Editorial: Drop in unpaid hospital care benefits everyone
Published 10:17 am Thursday, October 15, 2015
The cost of unpaid care at hospitals has grown alarmingly for decades.
In Mankato, Mayo Clinic Health System has seen all uncompensated care go from $31.5 million in 2006 to more than $70 million in recent years.
Finally, the costs of unpaid care at Minnesota hospitals, and those across the country, are falling.
The Minnesota Department of Health reported that unpaid care fell 6 percent last year as medical centers in the state reported a significant decline in charity care costs.
The decline represents $20 million. (Unpaid care includes charity care, which is either free or provided at a discount to eligible patients, and bad debt, where patients neither pay their bills nor qualify for charity programs.)
The drop in unpaid care comes as the federal Affordable Care Act — Obamacare — has allowed millions more Americans to have health insurance.
The Census Bureau reports that Minnesota’s uninsured rate fell from 8.2 percent to 5.9 percent last year.
The drop in unpaid care is heartening. Allowing more people to have health insurance not only gives them better access to health care but helps ensure they get more routine care and physical exams, both of which can head off very expensive services by catching medical issues earlier.
Those who think hospitals being unpaid for services only affects hospitals’ bottom lines and doesn’t affect the rest of us are wrong.
That unpaid care means hospital prices rise and those with health insurance end up paying more in insurance premiums.
While the report is good news, there are still concerns.
While charity care has declined significantly, the amount of bad debt from those who don’t quality for charity care but don’t pay their bills has grown.

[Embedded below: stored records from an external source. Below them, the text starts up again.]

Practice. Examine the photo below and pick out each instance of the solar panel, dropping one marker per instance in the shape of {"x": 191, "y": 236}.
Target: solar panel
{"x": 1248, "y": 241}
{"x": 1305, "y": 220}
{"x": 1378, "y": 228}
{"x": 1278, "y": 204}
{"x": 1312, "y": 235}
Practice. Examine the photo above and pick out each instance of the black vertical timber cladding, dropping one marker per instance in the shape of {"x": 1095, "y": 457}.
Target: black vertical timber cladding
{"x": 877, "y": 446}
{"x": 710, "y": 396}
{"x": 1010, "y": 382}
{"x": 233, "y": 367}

Officials attribute that to the fact that many people are carrying ever higher deductibles on the health plans and can’t handle the costs of all those deductibles when they do require health care.

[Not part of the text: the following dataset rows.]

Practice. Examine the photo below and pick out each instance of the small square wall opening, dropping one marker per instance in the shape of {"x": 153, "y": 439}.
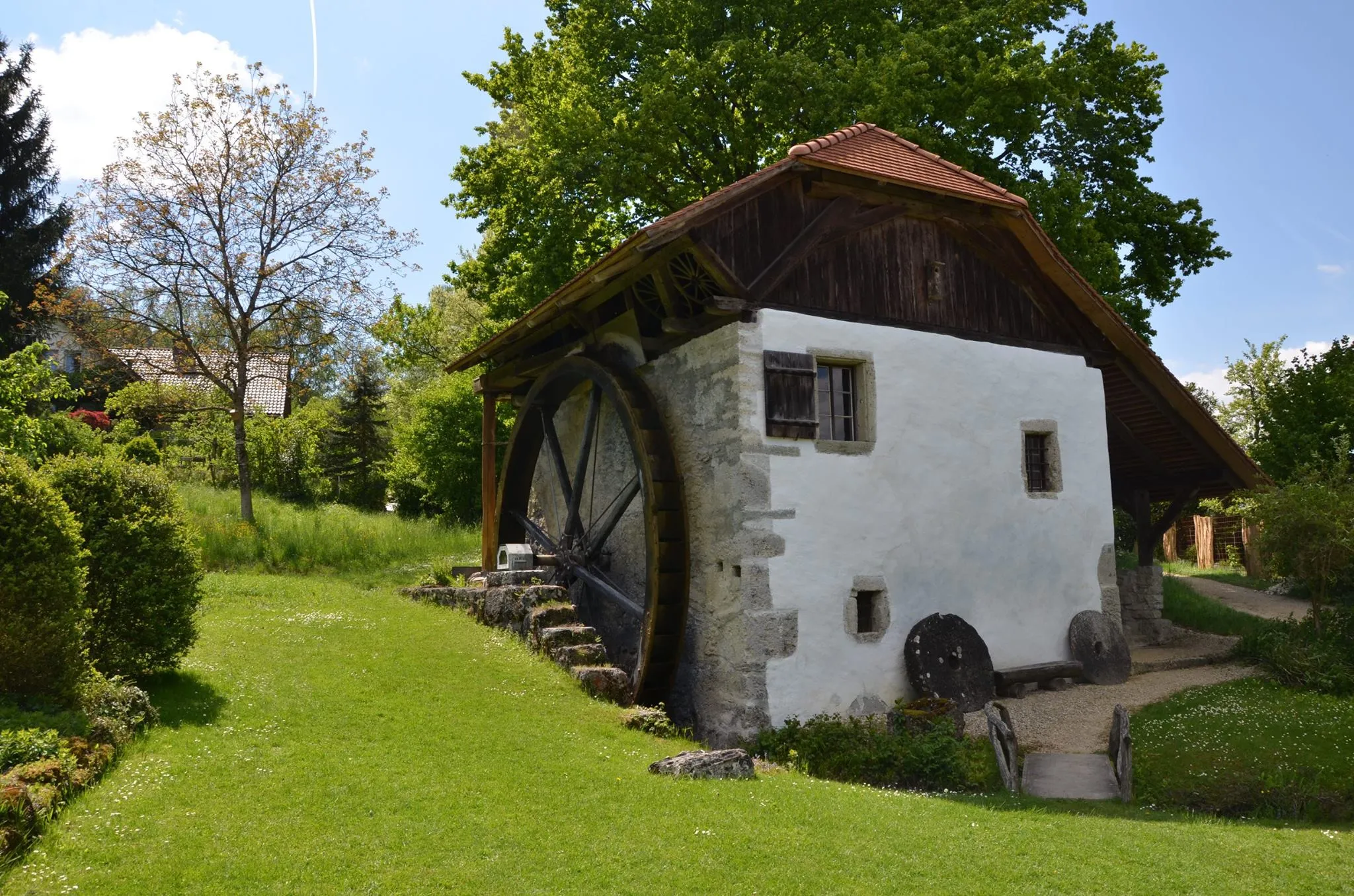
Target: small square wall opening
{"x": 865, "y": 605}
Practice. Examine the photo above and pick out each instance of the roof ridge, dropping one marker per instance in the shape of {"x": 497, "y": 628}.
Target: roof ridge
{"x": 836, "y": 137}
{"x": 860, "y": 128}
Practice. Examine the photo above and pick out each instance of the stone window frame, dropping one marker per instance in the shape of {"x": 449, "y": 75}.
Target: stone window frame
{"x": 1054, "y": 458}
{"x": 863, "y": 371}
{"x": 851, "y": 615}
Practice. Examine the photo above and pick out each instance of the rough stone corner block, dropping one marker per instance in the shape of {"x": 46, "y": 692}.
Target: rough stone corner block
{"x": 607, "y": 683}
{"x": 706, "y": 764}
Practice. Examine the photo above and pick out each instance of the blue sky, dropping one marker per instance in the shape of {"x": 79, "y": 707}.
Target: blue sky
{"x": 1258, "y": 125}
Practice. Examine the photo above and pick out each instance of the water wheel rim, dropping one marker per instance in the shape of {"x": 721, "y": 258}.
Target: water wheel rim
{"x": 666, "y": 550}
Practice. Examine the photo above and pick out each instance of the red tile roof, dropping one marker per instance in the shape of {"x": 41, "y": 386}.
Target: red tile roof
{"x": 871, "y": 149}
{"x": 266, "y": 389}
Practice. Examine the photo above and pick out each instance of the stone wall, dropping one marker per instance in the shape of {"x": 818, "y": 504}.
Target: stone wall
{"x": 1140, "y": 605}
{"x": 706, "y": 390}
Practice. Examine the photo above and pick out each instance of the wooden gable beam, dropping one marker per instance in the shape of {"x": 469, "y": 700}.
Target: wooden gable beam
{"x": 801, "y": 246}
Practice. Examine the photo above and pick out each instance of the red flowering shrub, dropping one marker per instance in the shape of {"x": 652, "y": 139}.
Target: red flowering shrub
{"x": 93, "y": 418}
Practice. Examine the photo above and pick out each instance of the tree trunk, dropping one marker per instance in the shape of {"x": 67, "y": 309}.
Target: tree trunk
{"x": 1204, "y": 543}
{"x": 243, "y": 463}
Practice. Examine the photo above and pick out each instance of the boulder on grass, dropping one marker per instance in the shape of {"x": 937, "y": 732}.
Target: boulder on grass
{"x": 706, "y": 764}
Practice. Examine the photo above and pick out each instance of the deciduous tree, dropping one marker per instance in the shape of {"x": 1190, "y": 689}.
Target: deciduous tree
{"x": 1250, "y": 382}
{"x": 627, "y": 110}
{"x": 233, "y": 225}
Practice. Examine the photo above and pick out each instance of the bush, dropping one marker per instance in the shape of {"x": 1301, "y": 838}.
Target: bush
{"x": 144, "y": 566}
{"x": 286, "y": 454}
{"x": 93, "y": 418}
{"x": 42, "y": 570}
{"x": 1303, "y": 655}
{"x": 436, "y": 466}
{"x": 64, "y": 435}
{"x": 27, "y": 745}
{"x": 868, "y": 750}
{"x": 143, "y": 450}
{"x": 117, "y": 710}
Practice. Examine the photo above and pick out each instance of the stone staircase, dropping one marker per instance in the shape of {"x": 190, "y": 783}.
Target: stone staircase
{"x": 541, "y": 615}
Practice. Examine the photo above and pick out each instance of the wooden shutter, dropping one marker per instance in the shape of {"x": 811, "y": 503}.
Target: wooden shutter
{"x": 791, "y": 379}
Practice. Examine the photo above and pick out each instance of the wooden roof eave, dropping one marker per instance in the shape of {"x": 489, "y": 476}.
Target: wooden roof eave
{"x": 634, "y": 250}
{"x": 1135, "y": 351}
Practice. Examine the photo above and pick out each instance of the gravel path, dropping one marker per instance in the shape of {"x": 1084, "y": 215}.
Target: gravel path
{"x": 1077, "y": 720}
{"x": 1249, "y": 600}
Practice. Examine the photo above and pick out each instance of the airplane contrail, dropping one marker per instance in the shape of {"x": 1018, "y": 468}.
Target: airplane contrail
{"x": 315, "y": 53}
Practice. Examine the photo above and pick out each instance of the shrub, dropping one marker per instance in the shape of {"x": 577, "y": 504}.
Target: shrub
{"x": 286, "y": 454}
{"x": 27, "y": 745}
{"x": 144, "y": 566}
{"x": 868, "y": 750}
{"x": 93, "y": 418}
{"x": 1300, "y": 654}
{"x": 143, "y": 450}
{"x": 436, "y": 466}
{"x": 64, "y": 435}
{"x": 117, "y": 710}
{"x": 42, "y": 613}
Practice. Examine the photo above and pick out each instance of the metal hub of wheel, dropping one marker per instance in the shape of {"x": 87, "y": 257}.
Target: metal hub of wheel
{"x": 589, "y": 478}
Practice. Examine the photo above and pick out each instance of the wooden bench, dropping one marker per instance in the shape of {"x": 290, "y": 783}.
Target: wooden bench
{"x": 1019, "y": 681}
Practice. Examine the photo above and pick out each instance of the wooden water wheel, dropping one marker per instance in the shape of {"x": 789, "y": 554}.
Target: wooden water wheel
{"x": 606, "y": 501}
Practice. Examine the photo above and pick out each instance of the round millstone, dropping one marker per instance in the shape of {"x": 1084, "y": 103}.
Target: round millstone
{"x": 1100, "y": 646}
{"x": 945, "y": 657}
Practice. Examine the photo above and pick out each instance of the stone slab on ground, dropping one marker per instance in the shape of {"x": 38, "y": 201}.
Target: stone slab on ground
{"x": 1077, "y": 720}
{"x": 1249, "y": 600}
{"x": 1068, "y": 776}
{"x": 1185, "y": 652}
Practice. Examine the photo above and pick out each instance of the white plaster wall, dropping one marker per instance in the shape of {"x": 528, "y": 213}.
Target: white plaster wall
{"x": 937, "y": 509}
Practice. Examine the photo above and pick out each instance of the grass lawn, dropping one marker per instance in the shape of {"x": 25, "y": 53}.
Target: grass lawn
{"x": 288, "y": 538}
{"x": 1249, "y": 747}
{"x": 1185, "y": 607}
{"x": 1222, "y": 573}
{"x": 328, "y": 738}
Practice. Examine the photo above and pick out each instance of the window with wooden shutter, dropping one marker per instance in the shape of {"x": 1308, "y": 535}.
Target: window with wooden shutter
{"x": 791, "y": 381}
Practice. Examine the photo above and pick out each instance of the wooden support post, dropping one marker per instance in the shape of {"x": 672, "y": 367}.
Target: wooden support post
{"x": 1204, "y": 543}
{"x": 1143, "y": 521}
{"x": 489, "y": 482}
{"x": 1252, "y": 548}
{"x": 1169, "y": 544}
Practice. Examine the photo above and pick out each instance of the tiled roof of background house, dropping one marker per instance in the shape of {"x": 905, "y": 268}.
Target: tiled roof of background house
{"x": 270, "y": 374}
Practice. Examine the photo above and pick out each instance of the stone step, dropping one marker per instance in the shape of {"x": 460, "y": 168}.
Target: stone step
{"x": 551, "y": 616}
{"x": 563, "y": 635}
{"x": 1068, "y": 776}
{"x": 607, "y": 683}
{"x": 571, "y": 655}
{"x": 1188, "y": 652}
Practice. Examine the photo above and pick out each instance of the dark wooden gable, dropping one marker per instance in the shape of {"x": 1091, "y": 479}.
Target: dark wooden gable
{"x": 879, "y": 263}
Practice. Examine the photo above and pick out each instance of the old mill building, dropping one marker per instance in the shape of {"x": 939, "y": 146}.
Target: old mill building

To address that problem, hospitals are considering changes to charity care policies to make discounts available to people with very high deductibles compared to their income.
And while more Americans are now insured and unpaid hospital care is falling, the overall cost of health care continues to grow. That threatens access to care, and steps to hold down costs must be a focus.
Still, the drop in unpaid hospital care and having millions more Americans on insurance are testaments to the benefit of the Affordable Care Act.